Answer
$$\frac{e-1}{2}$$
Work Step by Step
Area = $\int^b_a f(x) - g(x) dx$ Where f(x) is above g(x) on the coordinate system.
In this question $f(x) = e^x$ and $g(x) = xe^{x^2}$. The limits of integration will be $a$ = line (x = 0) and $b$ = the x-coord of the right interception (where $f(x)$ = $g(x)$).
$$\int^b_a f(x) - g(x) dx$$
$$= \int^1_0 e^x - xe^{x^2}$$
Next step is to solve the definite integral. Split the integral into two and use the substitution rule for the integral $xe^{x^2}$.

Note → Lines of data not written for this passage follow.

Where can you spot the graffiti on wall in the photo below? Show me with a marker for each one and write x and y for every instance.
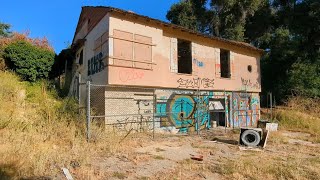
(198, 63)
(95, 64)
(195, 83)
(247, 83)
(184, 111)
(126, 75)
(246, 109)
(134, 123)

$$\int^1_0e^x dx - \int^1_0xe^{x^2}$$
Substitution:
$u = x^2$
$du = 2x dx$
$\frac{1}{2}du = x dx$
$a = 0 \rightarrow u = 0$ ||| $b = 1 \rightarrow u = 1$
$$= \int^1_0 e^x dx - \frac{1}{2}\int^1_0 e^u du$$
$$= (e^x)|^1_0 - \frac{1}{2}(e^u)|^1_0$$
$$= (e^1 - e^0)-\frac{1}{2}(e^1 - e^0)$$
$$= e - 1 -\frac{e-1}{2}$$
$$= \frac{e-1}{2}$$